In the universe determined by the letter
C, the ocean seems invisible behind its security
Blanket of fog, as absconding as those gods we've chosen
Lately to disbelieve in, though the creeds
They taught us can still be professed at moments
Of uncertainty or stress. A hundred
Curious events happen here that happen nowhere
Else, coincidences too odd to credit
Except that we have seen them with our eyes:
Ice palaces created by the condensed December
Breath of sleeping bees; a replica in sugar cubes
Of Bernini's imposing colonnade; a great aluminum C
In Civil Rights Square formed from a hundred
Million crushed Pepsi cans commemorating Michelson
And Morley's epoch-making experiment of 1887 that proves
That everything moves at the same speed if viewed
From the right angle.
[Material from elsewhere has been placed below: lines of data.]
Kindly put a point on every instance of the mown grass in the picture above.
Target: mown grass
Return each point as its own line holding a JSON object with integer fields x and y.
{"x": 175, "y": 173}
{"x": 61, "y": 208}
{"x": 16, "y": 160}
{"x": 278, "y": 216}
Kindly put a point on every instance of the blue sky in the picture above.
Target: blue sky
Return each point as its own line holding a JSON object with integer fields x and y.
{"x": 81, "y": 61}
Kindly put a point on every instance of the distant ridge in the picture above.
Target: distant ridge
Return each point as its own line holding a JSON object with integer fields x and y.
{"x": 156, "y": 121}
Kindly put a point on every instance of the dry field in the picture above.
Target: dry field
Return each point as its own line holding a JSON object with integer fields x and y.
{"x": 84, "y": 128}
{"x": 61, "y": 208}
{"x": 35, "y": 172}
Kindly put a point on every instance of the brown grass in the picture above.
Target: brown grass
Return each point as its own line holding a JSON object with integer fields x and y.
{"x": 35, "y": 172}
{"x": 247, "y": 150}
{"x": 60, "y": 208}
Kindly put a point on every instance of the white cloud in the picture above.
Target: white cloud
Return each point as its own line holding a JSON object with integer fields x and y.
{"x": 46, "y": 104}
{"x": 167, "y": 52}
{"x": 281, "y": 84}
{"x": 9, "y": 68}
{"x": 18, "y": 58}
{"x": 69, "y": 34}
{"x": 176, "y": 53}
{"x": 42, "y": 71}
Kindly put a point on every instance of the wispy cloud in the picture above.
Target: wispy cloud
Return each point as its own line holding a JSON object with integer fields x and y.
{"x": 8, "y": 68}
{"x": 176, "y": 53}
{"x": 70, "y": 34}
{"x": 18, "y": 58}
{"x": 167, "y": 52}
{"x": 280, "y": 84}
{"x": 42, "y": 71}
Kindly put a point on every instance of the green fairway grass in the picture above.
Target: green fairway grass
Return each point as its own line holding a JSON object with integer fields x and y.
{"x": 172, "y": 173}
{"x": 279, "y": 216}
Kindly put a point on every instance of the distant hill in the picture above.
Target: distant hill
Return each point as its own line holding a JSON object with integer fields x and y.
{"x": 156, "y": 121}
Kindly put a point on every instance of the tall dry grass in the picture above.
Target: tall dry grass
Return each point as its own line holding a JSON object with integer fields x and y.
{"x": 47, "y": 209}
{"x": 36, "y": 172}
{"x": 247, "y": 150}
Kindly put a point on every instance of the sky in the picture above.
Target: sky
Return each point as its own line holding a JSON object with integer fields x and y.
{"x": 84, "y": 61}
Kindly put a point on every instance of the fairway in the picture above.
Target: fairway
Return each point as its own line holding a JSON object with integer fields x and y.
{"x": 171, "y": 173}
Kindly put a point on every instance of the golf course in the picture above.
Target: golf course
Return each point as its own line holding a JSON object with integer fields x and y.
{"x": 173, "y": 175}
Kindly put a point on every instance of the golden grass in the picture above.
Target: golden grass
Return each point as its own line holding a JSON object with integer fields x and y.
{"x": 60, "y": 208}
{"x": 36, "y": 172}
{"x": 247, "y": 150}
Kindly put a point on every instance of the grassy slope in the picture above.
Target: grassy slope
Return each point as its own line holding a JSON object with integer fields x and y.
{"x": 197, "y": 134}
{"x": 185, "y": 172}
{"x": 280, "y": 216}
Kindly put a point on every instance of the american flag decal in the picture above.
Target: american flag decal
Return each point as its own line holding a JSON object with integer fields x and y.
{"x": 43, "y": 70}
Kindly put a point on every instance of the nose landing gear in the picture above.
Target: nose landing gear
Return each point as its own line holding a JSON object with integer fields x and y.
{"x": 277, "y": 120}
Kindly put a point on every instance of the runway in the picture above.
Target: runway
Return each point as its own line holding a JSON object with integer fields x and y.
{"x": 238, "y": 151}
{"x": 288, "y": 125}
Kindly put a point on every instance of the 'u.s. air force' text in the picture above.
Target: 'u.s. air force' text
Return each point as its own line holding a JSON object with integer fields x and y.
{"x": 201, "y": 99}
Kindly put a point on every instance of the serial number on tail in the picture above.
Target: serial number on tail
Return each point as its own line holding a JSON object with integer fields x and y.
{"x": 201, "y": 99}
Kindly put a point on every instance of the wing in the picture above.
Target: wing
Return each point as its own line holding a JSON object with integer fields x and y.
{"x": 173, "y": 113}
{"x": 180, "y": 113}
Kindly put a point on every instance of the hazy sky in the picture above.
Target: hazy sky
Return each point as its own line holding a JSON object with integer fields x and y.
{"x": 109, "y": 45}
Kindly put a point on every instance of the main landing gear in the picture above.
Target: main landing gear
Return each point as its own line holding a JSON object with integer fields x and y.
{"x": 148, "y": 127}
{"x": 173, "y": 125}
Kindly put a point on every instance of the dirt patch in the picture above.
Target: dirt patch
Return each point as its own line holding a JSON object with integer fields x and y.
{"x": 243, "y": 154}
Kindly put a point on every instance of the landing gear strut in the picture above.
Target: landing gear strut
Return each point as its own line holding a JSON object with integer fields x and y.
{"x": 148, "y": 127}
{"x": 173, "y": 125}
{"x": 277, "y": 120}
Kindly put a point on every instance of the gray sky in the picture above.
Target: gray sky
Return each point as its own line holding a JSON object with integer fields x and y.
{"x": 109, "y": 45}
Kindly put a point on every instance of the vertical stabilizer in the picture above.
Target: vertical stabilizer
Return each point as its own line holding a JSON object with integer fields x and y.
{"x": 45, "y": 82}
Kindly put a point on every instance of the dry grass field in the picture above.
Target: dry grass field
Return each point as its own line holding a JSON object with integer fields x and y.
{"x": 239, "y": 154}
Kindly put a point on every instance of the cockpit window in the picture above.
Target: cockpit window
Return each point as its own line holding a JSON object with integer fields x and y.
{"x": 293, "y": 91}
Nor is that all there is to see,
For look up there at the peak some people call
The Crest of Charlemagne and others simply
Charlie's Nose. Lesser letters–an H, a D, an N,
Even the eager-beaver vowels–can't really compare.
O might be thought more all-encompassing
But it excludes too much, achieves closure
Too easily; it could never become, as C so often does,
A cradle or a caudle bowl. X is more versatile,
Will stand, quite literally, for any value you give it,
But you can't cuddle up to an X. U is the closest
Any letter comes to C, and its certainly true
That I love U, but only because I learned to love
C first. C, this is for you. Love, T.

                                                 –from MCMLXXXIV

Tom Disch, Yes, Let's: New & Selected Poems, Johns Hopkins University Press, 1989.